Dear Career Therapy,
I am the corporate recruiter at my company. Because we are a small business, we don’t have many resources set aside for recruiting, so at times we reach out to staffing agencies to help us fill an opening.
The issue: There is a rep at one of these staffing agencies who does not treat me with the same respect as she does with my manager. Even though she knows to work directly with me, she still copies him on emails, even when I never initially copied him. When she wants to have a meet up with me, she only offers to go out for coffee or lunch, but when she offers to take out my manager, it’s with basketball tickets or golfing. I don’t care about those perks, but I just don’t feel that I am getting the respect I deserve when she is supposed to work directly with me on any staffing opportunities.
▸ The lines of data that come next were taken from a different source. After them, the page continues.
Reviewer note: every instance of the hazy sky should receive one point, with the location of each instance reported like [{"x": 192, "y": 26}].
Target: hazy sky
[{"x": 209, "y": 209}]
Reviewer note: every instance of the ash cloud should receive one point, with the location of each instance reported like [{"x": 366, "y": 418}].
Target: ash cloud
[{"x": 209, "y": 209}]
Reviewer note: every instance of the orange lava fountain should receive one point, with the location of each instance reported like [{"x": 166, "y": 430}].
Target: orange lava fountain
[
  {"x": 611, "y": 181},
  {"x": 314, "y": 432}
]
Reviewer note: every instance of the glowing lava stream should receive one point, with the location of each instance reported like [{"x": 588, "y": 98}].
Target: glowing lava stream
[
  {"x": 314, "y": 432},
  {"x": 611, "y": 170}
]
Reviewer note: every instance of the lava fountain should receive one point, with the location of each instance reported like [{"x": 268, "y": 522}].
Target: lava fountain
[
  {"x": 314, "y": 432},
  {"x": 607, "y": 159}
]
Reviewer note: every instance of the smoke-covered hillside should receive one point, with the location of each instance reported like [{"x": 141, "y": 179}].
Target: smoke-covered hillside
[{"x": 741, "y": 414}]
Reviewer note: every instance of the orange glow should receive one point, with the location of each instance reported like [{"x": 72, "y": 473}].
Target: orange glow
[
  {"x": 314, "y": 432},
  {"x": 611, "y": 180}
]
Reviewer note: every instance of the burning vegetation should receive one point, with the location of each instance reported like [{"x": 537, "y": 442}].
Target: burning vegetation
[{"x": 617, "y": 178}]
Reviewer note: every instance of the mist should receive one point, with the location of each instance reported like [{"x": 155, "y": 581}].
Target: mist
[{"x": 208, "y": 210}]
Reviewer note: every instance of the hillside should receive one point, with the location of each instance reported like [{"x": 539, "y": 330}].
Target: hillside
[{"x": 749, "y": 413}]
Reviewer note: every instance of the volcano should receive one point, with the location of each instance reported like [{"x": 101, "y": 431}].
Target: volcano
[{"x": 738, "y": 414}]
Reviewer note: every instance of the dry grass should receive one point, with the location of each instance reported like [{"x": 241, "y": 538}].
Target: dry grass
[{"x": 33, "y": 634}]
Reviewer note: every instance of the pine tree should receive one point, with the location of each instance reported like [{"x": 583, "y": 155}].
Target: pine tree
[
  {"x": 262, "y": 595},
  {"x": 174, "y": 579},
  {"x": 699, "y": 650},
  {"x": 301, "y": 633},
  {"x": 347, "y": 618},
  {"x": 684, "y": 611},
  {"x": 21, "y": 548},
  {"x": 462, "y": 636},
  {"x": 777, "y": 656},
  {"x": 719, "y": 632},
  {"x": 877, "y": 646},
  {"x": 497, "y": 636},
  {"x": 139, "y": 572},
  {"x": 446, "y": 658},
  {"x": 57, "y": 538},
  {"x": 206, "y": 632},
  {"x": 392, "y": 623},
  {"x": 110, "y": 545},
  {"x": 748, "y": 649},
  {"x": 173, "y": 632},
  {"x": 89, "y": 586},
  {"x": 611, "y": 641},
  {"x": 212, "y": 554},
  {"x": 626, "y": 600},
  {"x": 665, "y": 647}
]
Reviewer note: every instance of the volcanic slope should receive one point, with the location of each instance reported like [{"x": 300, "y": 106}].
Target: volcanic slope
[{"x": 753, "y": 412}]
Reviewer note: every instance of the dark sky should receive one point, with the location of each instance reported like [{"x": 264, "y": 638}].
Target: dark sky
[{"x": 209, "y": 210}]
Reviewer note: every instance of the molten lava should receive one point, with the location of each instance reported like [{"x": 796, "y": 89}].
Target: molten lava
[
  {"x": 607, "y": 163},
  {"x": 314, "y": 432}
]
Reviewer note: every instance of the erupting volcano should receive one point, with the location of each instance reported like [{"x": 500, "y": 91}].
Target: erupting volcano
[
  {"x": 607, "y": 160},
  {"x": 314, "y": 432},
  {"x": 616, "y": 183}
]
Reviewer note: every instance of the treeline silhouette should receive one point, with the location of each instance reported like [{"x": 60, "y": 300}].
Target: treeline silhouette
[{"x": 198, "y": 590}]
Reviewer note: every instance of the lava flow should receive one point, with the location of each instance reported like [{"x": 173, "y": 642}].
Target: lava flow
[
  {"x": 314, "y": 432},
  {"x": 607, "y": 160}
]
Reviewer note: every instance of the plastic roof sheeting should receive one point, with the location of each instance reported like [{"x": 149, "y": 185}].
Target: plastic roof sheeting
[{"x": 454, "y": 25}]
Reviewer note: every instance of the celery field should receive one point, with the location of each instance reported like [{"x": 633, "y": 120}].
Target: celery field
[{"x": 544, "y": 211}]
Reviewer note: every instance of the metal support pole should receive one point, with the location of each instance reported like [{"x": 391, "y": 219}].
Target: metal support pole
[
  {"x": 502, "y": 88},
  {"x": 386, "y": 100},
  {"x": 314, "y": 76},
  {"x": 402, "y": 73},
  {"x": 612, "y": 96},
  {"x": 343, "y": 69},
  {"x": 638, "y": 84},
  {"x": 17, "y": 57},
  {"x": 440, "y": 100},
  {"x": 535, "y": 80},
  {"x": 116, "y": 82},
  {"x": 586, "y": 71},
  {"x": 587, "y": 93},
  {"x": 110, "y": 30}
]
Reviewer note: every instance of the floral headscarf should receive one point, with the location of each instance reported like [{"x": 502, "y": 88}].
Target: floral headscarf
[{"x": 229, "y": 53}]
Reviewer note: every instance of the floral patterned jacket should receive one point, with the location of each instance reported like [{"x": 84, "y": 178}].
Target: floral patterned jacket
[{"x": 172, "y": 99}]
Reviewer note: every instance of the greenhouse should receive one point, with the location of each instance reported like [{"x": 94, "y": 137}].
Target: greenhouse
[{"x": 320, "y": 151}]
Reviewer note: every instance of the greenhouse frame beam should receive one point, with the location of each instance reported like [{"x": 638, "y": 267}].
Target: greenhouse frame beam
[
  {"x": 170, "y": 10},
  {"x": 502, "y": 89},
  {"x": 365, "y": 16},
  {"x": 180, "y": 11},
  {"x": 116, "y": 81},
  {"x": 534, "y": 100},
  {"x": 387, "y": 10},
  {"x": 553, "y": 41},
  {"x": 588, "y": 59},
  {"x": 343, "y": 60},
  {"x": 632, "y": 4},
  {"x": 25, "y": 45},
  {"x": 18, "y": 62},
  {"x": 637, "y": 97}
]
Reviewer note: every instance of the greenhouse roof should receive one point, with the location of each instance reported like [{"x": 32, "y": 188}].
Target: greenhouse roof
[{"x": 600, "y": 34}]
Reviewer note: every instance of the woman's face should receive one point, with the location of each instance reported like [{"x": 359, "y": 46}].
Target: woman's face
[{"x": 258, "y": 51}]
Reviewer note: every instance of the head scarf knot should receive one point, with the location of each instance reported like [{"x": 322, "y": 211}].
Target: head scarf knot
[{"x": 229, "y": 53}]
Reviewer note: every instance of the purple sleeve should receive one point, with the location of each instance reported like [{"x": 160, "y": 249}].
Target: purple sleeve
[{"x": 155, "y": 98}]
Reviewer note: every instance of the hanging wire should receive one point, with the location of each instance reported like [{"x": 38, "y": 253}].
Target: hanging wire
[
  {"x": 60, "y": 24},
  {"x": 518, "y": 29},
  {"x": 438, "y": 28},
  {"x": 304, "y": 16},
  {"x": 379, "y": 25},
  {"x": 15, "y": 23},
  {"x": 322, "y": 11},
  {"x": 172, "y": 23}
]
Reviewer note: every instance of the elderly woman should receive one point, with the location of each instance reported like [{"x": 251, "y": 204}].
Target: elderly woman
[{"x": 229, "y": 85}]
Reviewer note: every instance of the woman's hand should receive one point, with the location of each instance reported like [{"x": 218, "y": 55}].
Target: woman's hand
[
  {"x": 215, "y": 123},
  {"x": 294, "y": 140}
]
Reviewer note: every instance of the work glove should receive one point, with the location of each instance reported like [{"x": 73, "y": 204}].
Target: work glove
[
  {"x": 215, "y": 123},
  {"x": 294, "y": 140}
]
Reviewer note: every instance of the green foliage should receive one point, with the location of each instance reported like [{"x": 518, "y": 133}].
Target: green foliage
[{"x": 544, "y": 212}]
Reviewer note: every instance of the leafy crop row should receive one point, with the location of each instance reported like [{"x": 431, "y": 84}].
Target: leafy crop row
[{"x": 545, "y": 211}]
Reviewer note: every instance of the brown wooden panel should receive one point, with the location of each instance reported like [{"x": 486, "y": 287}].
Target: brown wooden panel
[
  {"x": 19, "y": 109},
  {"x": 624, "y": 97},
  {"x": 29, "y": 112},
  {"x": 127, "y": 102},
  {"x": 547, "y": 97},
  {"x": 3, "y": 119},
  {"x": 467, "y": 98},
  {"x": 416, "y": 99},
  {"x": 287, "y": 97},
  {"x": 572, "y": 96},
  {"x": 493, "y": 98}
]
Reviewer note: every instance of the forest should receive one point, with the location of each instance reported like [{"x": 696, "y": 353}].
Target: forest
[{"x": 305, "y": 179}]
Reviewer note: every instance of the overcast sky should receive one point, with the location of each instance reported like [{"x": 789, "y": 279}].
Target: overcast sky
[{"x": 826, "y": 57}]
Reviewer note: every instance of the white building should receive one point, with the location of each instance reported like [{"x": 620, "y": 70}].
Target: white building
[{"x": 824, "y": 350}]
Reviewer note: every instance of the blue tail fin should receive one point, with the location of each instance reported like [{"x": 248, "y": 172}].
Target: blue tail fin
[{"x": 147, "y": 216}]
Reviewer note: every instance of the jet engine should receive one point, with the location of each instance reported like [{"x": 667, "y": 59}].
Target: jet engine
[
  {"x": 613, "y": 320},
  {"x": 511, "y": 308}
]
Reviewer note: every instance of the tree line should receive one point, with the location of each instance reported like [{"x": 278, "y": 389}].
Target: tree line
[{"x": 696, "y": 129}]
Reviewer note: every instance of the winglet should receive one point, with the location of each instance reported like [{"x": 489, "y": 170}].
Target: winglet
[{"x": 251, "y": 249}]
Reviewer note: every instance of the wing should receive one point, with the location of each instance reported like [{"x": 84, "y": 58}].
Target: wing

My question is, do I call her out on it? I get frustrated seeing her replies and copying my boss. And I never do that to her, even on occasions when she has been unresponsive for days to my emails.
I don’t want to allow this to continue, but I want to handle the situation in the best way possible.
The one person you have at your disposal who will understand all the intricacies of this scenario is your boss. I suggest that you talk to him about your feelings and hear what he has to say. For all you know, maybe he has instructed the vendor as part of the relationship to be copied on everything. Maybe, in fact, your boss is curious as to why you are not copying him on things but the vendor is! Better to get insights directly from your boss first to avoid potentially overstepping your boundaries and bringing up some miscommunication.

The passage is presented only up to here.